Penn Farm
Candidates discuss agriculture and think they are addressing all of rural America. Maybe it’s because the farms are so darn pretty, like this dairy operation outside Somerset, Pennsylvania.

The campaign staff for Sen. Barack Obama held a telephone conference call yesterday (Wednesday) to discuss the candidate’s rural agenda. I don’t know if those on the call learned much about an agenda, but we did hear a lot about mushroom farms.

The call came from Pennsylvania, which is not a particularly rural state, but Obama is trying to overcome his recent comments about the relative bitterness of small town residents. (See Dee Davis’s commentary and comments here; and Judy Owens’ column here.) The phone conference was one of several ways the Obama campaign is showing that the candidate is in touch with rural America.

The phone call lasted, I’m guessing, 45 minutes. We listened to 40 minutes about agriculture. In a call meant to show that the candidate was knowledgeable about small towns, I learned that the campaign, at least, was stuck with an outdated, cliched view of what’s going on in rural communities. It was a baffling experience.

Farms equal rural, right? Well, it’s a beginning, but, but….

There are about 2 million people living in rural Pennsylvania. Half of those residents are employed, according to the U.S. Department of Agriculture. And of those working, only 6.5 percent are employed directly in farm production. They work the fields, process food or handle fertilizer or farm equipment.

That’s it. The total farm and ag-related employment in Pennsylvania accounts for one out of every 15 jobs the state’s rural counties. Sure, there are spillovers and Pennsylvania would be far poorer without a vibrant farm economy, but ag still accounts for only 6.5 percent of the area’s direct employment.

(This is a bit lower than the national figure, according to the U.S. Department of Agriculture’s Economic Research Service. In all of rural America, farm production, handling farm “inputs” like seed and pesticides and food processing and marketing account for 10 percent of all rural jobs — 3.5 percent of all jobs in the country.)

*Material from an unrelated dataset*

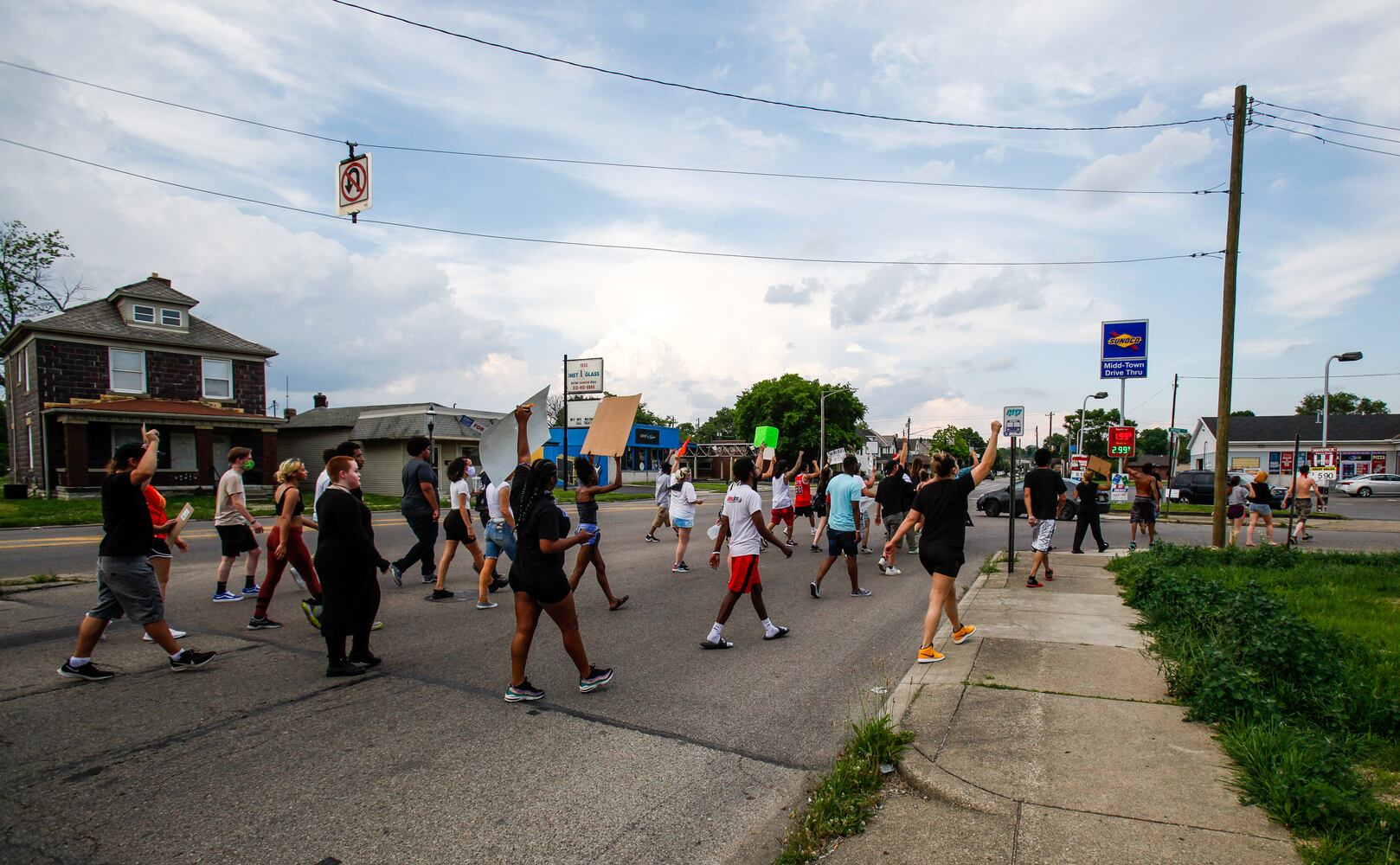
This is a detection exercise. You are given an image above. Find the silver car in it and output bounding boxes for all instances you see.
[1337,475,1400,498]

The Obama phone call began with a staffer running through the campaign’s rural platform. Sen. Obama wants to change the milk marketing program, supply small business with some technical assistance and we were told the candidate had refused donations from oil company lobbyists. (We were told this was a rural issue because people in small towns use a lot of gas.) We were directed to Obama’s rural platform, 14 pages that range from meth labs to confined animal feeding operations.

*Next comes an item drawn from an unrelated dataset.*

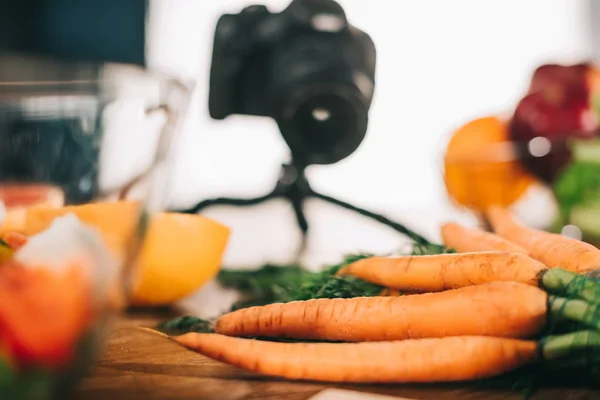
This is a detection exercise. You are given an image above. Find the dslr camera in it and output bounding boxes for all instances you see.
[209,0,376,166]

The star of the telephone show was former South Dakota Sen. Tom Daschle. The former Senate Majority Leader told us that “at the core of Barack Obama’s economic plan is agriculture…This is the heart and soul of what Barack wants to talk about and what he wants to do.”

Daschle knows his ag, Plainsman that he is, and he ran through the issues: problems in the farm bill, the power of large “special interests;” the “importance of real family agriculture.” Daschle mentions twice that Pennsylvania has mushroom farms.

The Obama staffer returned to talk about “clean coal” and fair trading for the steel industry. We’re told Obama respects the Second Amendment. And then the call was over.

All the proposals Daschle talked about were fine and dandy — the guy knows his stuff.

But Obama’s rural handlers spent 90 percent of a conversation about rural Pennsylvania talking about an economy that provides only 6.5 percent of the rural jobs — a ratio rhetoric to relevance that, unfortunately, has held steady through much of this campaign.

Okay, okay, talking about farms is an easy shorthand for candidates to show their concern for rural communities — and campaigns are all about talking in code. Both remaining Democratic candidates have their rural platforms. Obama’s is here. Clinton’s is here.

But we are days before a crucial primary in Pennsylvania. The economy of the state is in shreds. A 2003 Brookings Institution report on the state tells how sprawl from the state’s cities is chewing up Pennsylvania’s countryside. The state is deindustrializing both in small towns and urban centers. Pennsylvania is losing its youngest and most educated citizens. Most of the state has lost income relative to the rest of the country over the last 30 years.

A little over ten percent of all the jobs in rural America are on farms or in food processing — and we’re told that the “core” of Obama’s rural platform is agriculture.

It would be nice, some day soon, to learn that all the candidates know something about the whole apple.